What is DTT?

Ole Ivar Løvaas was a Norwegian-American clinical psychologist and professor at the University of California, Los Angeles. He is most well-known for his research on what is now called applied behaviour analysis (ABA) to teach autistic children through prompts, modelling, and positive reinforcement. The therapy is also noted for its former use of aversive (punishment) to reduce undesired behaviour. 

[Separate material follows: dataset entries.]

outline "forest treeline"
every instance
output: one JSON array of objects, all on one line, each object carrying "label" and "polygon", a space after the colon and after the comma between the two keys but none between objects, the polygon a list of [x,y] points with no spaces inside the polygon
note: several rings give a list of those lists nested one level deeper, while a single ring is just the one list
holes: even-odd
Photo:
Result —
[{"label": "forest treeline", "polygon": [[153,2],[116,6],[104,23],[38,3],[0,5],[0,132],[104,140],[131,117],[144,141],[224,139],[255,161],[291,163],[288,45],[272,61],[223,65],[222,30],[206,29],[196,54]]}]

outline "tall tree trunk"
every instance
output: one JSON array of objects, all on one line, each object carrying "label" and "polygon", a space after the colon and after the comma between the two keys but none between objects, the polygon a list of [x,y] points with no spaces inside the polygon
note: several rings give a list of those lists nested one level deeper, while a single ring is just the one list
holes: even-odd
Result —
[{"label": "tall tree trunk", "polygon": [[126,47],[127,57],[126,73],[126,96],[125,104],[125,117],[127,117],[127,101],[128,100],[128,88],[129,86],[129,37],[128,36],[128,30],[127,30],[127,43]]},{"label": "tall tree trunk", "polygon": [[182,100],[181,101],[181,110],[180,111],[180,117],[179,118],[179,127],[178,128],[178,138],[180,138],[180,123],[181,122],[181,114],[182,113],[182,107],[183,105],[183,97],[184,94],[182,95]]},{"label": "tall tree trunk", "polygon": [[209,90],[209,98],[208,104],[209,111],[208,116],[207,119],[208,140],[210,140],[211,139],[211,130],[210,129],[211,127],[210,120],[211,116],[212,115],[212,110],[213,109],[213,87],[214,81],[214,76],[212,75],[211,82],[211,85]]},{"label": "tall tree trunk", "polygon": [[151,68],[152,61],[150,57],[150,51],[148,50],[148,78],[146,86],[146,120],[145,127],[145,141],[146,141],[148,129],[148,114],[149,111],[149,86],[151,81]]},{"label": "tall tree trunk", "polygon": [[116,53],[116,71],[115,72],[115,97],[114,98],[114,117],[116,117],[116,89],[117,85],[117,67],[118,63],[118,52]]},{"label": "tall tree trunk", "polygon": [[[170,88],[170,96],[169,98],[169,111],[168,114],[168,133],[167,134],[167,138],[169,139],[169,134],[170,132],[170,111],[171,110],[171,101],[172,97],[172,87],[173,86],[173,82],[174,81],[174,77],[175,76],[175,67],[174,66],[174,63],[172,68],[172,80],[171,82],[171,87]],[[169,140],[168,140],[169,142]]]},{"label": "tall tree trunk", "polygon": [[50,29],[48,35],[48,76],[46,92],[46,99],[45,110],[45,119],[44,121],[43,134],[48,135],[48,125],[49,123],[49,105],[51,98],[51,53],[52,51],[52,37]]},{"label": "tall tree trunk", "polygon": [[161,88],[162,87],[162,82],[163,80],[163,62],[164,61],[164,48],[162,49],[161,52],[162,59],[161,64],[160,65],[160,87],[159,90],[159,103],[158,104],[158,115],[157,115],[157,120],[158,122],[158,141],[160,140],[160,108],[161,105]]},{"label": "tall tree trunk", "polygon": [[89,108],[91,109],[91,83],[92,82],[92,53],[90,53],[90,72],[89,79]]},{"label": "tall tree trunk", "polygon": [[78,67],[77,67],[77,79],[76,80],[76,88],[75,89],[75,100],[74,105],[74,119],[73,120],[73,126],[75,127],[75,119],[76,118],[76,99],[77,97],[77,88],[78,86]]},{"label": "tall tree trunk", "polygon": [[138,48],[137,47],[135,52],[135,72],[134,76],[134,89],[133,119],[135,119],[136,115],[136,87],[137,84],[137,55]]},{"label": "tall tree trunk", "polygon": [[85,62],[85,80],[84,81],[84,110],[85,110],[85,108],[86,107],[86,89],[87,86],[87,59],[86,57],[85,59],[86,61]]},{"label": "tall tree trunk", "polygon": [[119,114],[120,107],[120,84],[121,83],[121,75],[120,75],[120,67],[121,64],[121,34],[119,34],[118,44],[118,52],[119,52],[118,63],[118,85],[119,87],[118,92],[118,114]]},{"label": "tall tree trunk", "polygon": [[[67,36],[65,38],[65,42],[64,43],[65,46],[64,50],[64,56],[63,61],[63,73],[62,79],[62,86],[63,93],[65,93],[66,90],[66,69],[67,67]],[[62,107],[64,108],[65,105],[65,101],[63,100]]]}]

In the 1970s, O. Ivar Lovaas applied behavioural principles to teach language, play, social interactions, and self-help skills to institutionalised children diagnosed with autism. Lovaas’ work at UCLA led to the development of discrete trial teaching (DTT). Unlike the free-operant format of precision teaching, in which students practise skills at their own pace, DTT is teacher-directed. The teacher determines the pace of instruction, selects the teaching stimuli, and creates consequences that are easily manipulated and controlled, but often unrelated to the teaching stimuli.

For whom it can be used?

DTT schedules consequences until the skill is established. This is a form of applied behaviour analysis focused on directly observable behaviours that can be measured and analysed to assess student learning. This is a precise and systematic method of evaluating instruction. Neither approach prescribes what should be taught or how to teach. Regardless of the behaviour analytic approach selected by teachers, the acquisition of new skills depends on the contingent delivery of reinforcers following desired behaviour. These are not competitive strategies but different applications of the same basic science.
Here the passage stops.